The MA by Research is provided for students wishing to undertake in depth, individually supervised research on topics of their own choice. It is ideal either for students wishing to proceed to doctoral study, or simply for students wishing to enhance their career prospects by developing expertise in a specific area of law. Theoretical and inter-disciplinary, as well as more practical and traditional approaches, are all accommodated in this programme. Through the emphasis on one-to-one supervision, the MA by Research can extend to many areas. The Department has well-known strengths in areas such as legal theory, legal history, international law, human rights, migration law, property law, European law, Company law, comparative law, family law, medical law, criminal law and criminology, comparative law, constitutional law, and any number of areas of traditional public and private law. All students enrolled in this programme will attend a Research Methods course, exposing them to a broad range of theoretical and practical approaches to legal research. The bulk of the course, however, will consist in a programme of individual research devised specifically to support the student’s individual research interests.
MA Award
September Start
Full-time, Part-time Study Mode
1 years Duration

Entry Requirements For This Course

A minimum of an upper-second class honours degree or an equivalent qualification from an overseas university.
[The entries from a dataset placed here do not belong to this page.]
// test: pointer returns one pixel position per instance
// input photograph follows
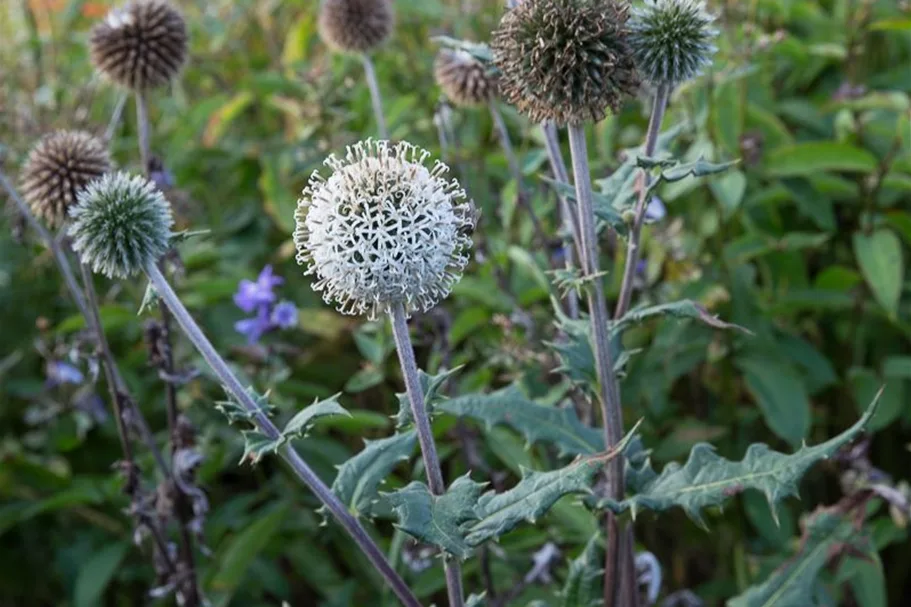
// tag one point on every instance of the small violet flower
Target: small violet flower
(258, 298)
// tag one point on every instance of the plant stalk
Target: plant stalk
(375, 97)
(287, 452)
(425, 437)
(632, 248)
(611, 414)
(51, 243)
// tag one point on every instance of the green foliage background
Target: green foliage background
(805, 243)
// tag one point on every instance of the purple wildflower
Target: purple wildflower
(284, 315)
(251, 295)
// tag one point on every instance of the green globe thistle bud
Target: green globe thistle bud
(142, 45)
(120, 225)
(565, 60)
(671, 40)
(58, 168)
(383, 229)
(464, 79)
(355, 26)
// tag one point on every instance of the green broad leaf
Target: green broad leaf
(435, 519)
(805, 159)
(431, 386)
(780, 393)
(710, 480)
(560, 427)
(682, 309)
(583, 583)
(358, 478)
(828, 533)
(463, 517)
(234, 560)
(879, 256)
(603, 204)
(96, 573)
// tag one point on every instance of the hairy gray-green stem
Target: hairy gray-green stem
(617, 556)
(375, 97)
(51, 243)
(632, 247)
(425, 437)
(287, 452)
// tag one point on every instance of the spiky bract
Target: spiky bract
(464, 79)
(355, 26)
(120, 225)
(672, 40)
(565, 60)
(383, 229)
(142, 45)
(60, 165)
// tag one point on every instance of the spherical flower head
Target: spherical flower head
(142, 45)
(464, 79)
(565, 60)
(58, 168)
(383, 229)
(672, 40)
(355, 26)
(120, 225)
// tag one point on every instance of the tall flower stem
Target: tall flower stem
(632, 247)
(425, 437)
(617, 556)
(51, 243)
(515, 170)
(287, 452)
(572, 240)
(375, 97)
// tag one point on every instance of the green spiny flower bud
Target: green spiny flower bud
(355, 26)
(58, 168)
(567, 61)
(120, 225)
(671, 40)
(142, 45)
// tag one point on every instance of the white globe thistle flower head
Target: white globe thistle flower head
(120, 224)
(383, 229)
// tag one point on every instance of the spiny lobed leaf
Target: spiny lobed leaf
(709, 480)
(583, 584)
(558, 426)
(463, 518)
(430, 385)
(257, 444)
(358, 478)
(828, 532)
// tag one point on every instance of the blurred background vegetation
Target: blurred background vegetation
(805, 243)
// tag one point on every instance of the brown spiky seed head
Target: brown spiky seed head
(355, 26)
(142, 45)
(463, 78)
(60, 166)
(565, 60)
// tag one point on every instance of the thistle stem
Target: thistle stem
(51, 243)
(287, 452)
(609, 392)
(632, 247)
(425, 437)
(571, 243)
(142, 126)
(375, 97)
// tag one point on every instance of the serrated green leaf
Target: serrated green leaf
(431, 385)
(583, 583)
(558, 426)
(709, 480)
(793, 585)
(358, 478)
(437, 519)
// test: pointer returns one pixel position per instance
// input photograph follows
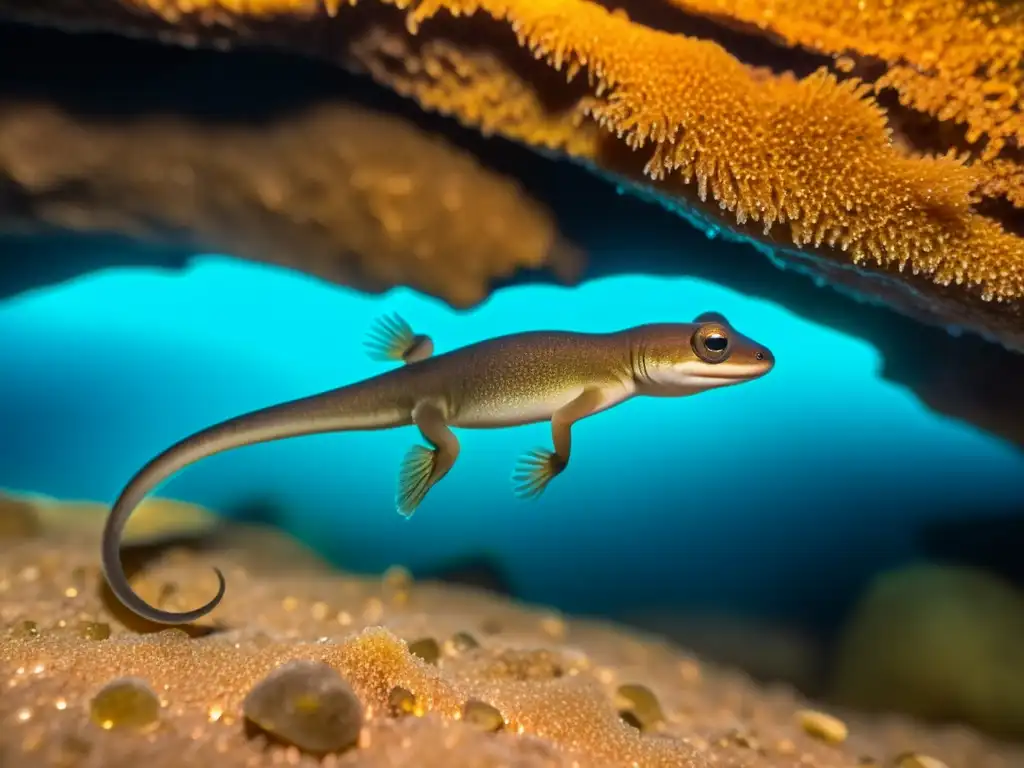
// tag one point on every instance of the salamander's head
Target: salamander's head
(689, 357)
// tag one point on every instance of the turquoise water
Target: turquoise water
(777, 497)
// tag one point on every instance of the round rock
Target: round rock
(308, 705)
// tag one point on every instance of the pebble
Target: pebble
(308, 705)
(125, 702)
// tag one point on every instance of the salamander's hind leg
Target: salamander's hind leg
(392, 339)
(424, 467)
(539, 467)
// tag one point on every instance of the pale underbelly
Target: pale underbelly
(512, 412)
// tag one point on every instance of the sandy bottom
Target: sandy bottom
(409, 674)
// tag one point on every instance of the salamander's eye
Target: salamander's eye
(711, 343)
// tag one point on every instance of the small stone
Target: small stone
(71, 750)
(642, 704)
(426, 648)
(482, 715)
(461, 642)
(308, 705)
(26, 628)
(631, 719)
(822, 726)
(401, 701)
(916, 760)
(125, 702)
(94, 630)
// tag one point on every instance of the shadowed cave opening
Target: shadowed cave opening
(260, 86)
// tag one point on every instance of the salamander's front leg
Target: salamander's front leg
(423, 468)
(539, 467)
(392, 338)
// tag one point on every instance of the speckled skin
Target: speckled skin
(518, 379)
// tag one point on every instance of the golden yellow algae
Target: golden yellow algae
(958, 60)
(813, 154)
(519, 696)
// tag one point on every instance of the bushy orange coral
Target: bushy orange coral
(814, 154)
(958, 60)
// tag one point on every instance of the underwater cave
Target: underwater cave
(207, 209)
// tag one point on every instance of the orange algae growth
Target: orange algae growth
(958, 60)
(793, 162)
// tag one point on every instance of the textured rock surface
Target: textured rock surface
(806, 165)
(568, 693)
(308, 178)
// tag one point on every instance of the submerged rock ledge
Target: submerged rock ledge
(754, 124)
(304, 666)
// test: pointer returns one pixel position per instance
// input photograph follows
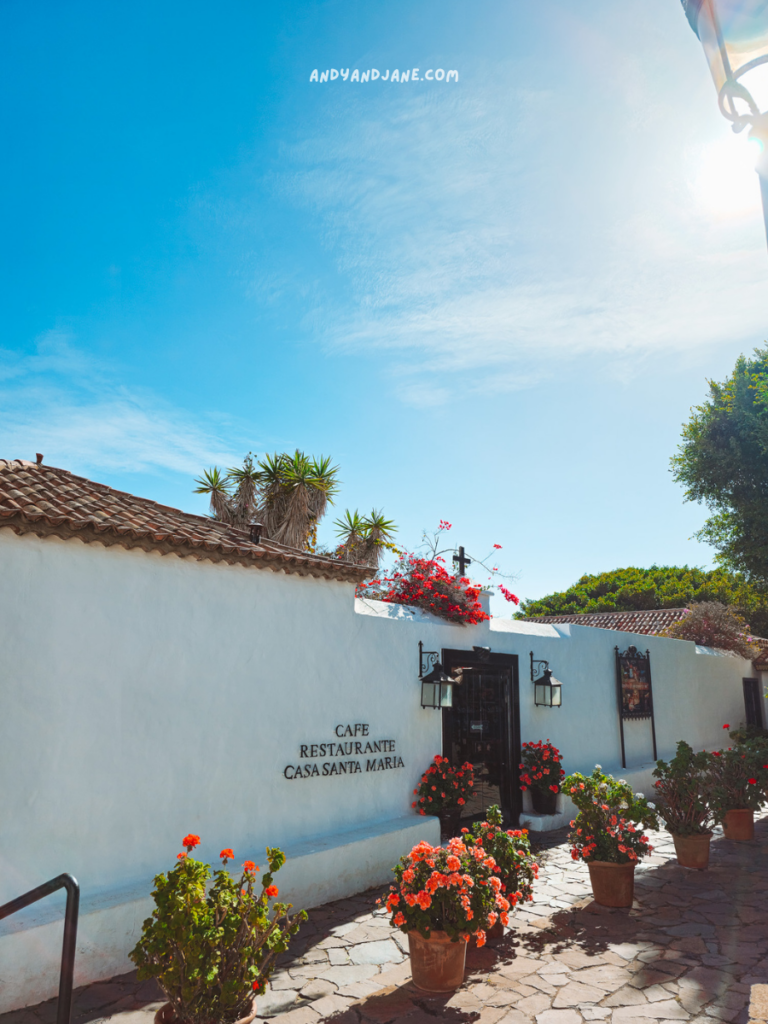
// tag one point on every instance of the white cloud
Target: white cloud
(70, 408)
(491, 233)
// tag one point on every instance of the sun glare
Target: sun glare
(725, 182)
We welcome applications from anyone interested in pursuing a research project in a very specific area of the law, for example contract, criminal, banking or IP regulations for which a law degree would be necessary, or a legal aspect of another academic or professional discipline for instance judiciary, politics, history, philosophy, literature, economics, medicine, theology, journalism, or other social, natural or human sciences, for which a related but non-law degree would be acceptable.

A research proposal of between 2,000 to 3,000-words. It should identify the question that you will attempt to answer through your research (simply identifying general topic areas or subjects is not sufficient). You should also set out your research methodology (empirical, qualitative, library based etc,) and provide a bibliography of the works that you consulted in formulating your research question.